German character actor Gunter Meisner, best known in the U.S. as the evil Mr. Slugworth in “Willie Wonka and the Chocolate Factory,” died of heart failure Dec. 5 in Berlin. He was 66.
Fluent in four languages and known for his versatility in style and medium, Meisner appeared in more than 100 feature films and television shows, played Off Broadway and founded many arts organizations.
Meisner started as a sculptor and painter, but went on to study drama at the State Conservatory in Dusseldorf under Gustaf Grundgens, the actor who inspired Klaus Mann’s book and, in turn, the 1981 film “Mephisto.”
His many film credits include “Is Paris Burning?,” “Night Crossing,” “Avalanche Express,” “The Boys From Brazil,” “Voyage of the Damned,” “The Odessa File” and “Bridge at Remagen.”
He also appeared in “Under the Volcano”; “Babette Goes to War” with Brigitte Bardot; “Tito at Sutjeska,” playing the German commander to Richard Burton’s Tito; and the 1982 French comedy “L’as des As” (Ace of the Aces), playing both Adolf Hitler and his sister Angela.
On TV, he appeared in ABC’s “The Winds of War,” “Blood and Honor” for CBS, “The Wilderness Years” for BBC, as well as daytime dramas “One Life to Live” and “The Edge of Night.”

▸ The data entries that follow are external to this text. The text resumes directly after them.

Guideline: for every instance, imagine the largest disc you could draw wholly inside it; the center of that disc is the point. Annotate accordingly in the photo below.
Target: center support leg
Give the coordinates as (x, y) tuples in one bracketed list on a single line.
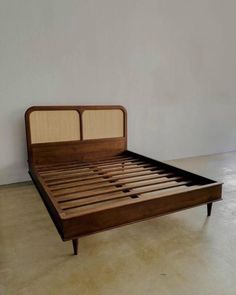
[(209, 207), (75, 243)]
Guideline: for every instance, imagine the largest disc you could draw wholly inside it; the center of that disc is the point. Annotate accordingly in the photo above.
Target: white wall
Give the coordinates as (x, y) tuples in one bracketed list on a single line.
[(170, 63)]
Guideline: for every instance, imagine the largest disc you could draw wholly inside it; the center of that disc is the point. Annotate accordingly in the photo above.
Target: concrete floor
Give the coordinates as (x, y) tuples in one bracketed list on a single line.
[(182, 253)]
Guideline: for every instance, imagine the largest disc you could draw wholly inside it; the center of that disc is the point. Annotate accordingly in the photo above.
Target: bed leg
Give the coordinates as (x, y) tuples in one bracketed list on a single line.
[(75, 243), (209, 207)]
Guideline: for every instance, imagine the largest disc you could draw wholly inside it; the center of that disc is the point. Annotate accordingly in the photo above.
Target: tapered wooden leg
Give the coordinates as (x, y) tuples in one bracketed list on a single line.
[(75, 243), (209, 206)]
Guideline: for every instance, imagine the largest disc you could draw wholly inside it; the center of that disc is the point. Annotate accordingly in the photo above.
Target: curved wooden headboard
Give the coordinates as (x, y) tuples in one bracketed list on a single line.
[(74, 133)]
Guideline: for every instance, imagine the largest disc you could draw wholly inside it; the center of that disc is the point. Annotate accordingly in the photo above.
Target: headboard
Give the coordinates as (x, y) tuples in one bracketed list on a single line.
[(74, 133)]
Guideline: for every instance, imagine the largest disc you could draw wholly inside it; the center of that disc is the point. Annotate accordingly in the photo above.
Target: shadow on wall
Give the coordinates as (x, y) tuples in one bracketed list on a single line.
[(15, 171)]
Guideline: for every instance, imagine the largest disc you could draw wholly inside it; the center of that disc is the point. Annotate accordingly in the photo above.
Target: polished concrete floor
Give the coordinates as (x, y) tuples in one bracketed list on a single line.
[(184, 253)]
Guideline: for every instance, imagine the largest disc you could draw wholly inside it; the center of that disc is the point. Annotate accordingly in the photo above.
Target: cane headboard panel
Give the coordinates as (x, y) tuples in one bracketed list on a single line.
[(72, 133)]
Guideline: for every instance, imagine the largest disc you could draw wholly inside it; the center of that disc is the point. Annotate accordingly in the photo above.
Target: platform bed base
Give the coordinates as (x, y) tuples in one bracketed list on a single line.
[(89, 181), (75, 242)]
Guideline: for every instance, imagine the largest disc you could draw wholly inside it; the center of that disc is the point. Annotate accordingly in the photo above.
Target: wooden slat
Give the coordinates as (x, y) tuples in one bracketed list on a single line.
[(77, 196), (57, 187), (92, 168), (102, 198), (100, 173), (99, 186), (71, 179), (43, 167), (89, 165)]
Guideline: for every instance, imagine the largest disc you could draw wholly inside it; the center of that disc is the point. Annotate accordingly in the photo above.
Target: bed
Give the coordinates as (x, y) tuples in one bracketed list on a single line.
[(89, 181)]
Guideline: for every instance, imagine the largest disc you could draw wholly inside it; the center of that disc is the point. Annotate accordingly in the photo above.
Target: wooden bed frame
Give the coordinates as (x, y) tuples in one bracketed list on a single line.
[(90, 182)]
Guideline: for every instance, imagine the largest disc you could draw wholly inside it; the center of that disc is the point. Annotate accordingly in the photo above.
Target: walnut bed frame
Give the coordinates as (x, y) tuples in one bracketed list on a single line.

In the theater he acted and directed, specializing in comedies, “theater of the absurd” and classical drama. He had the lead in the 1984 U.S. tour of Franz Kafka’s “Report to the Academy” and appeared Off Broadway in “Fairwell” at La Mama that same year.

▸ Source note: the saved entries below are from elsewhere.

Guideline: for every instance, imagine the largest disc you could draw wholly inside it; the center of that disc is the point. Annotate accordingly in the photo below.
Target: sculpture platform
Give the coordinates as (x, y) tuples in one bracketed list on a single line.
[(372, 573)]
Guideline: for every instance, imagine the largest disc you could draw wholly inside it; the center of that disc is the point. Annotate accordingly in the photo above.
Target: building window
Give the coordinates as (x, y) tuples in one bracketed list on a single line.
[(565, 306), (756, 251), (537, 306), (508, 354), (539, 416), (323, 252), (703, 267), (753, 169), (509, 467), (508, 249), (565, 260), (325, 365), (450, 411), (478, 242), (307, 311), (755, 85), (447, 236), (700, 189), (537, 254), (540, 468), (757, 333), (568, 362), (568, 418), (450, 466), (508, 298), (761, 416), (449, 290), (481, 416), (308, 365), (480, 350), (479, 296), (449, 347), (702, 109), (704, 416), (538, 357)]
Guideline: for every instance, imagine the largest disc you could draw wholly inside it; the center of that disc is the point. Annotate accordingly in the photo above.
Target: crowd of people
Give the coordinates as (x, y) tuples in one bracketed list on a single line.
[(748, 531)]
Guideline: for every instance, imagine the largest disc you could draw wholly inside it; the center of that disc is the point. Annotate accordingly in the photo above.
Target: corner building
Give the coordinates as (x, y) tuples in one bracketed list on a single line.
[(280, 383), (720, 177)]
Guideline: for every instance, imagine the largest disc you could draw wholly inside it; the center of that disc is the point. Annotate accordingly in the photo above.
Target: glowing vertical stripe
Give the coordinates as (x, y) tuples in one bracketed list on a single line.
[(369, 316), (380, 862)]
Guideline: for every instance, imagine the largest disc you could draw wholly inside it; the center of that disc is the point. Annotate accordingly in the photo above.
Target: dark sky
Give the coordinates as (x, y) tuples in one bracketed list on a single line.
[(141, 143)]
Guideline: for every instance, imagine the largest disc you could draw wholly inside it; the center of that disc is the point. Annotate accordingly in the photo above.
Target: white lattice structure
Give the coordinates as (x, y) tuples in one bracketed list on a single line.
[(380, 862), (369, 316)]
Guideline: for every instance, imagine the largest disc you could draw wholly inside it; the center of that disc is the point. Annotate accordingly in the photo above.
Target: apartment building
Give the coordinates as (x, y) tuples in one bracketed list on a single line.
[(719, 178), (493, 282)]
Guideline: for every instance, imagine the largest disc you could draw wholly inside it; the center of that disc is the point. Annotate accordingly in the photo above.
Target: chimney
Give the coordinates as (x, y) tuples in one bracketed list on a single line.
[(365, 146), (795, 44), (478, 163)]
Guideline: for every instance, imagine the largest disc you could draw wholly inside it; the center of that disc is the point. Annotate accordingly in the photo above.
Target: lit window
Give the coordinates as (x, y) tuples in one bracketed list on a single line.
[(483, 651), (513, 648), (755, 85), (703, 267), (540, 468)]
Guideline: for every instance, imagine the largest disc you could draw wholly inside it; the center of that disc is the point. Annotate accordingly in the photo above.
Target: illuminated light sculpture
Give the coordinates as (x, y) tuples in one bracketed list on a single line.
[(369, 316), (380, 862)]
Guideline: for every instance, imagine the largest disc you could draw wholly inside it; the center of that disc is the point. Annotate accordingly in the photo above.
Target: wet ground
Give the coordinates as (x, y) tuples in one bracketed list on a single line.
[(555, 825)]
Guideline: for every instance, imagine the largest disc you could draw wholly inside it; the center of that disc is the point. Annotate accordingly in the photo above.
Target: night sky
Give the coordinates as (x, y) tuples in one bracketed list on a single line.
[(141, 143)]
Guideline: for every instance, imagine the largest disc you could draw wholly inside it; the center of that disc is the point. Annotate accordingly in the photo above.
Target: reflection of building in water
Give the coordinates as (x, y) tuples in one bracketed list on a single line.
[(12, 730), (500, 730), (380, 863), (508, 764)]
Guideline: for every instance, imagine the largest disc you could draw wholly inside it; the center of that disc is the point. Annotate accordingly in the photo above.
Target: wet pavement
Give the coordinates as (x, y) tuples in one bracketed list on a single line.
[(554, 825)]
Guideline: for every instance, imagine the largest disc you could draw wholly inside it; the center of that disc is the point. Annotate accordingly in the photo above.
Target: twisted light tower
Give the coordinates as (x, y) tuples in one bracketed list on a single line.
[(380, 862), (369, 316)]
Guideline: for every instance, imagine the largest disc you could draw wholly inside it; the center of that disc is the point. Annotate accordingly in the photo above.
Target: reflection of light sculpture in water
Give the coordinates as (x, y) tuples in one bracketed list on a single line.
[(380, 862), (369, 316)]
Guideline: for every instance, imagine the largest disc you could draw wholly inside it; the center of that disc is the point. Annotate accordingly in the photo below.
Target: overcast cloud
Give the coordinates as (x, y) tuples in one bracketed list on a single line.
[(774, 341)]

In 1970, he directed “Don’t Look for Me at Places Where I Can’t Be Found,” a film on racial problems in Africa, and “Bega Dwa Bega” (One for All) in Swahili for the Tanzanian Film Unit.
In 1959, Meisner founded the Gallery Diogenes in Berlin and the Intl. Assn. for Arts & Sciences two years later. In 1962, he established the Diogenes Studio Theater, which specialized in “French theater of the absurd.”
He is survived by his wife Gisela Albrecht Meisner, a freelance journalist living in Berlin.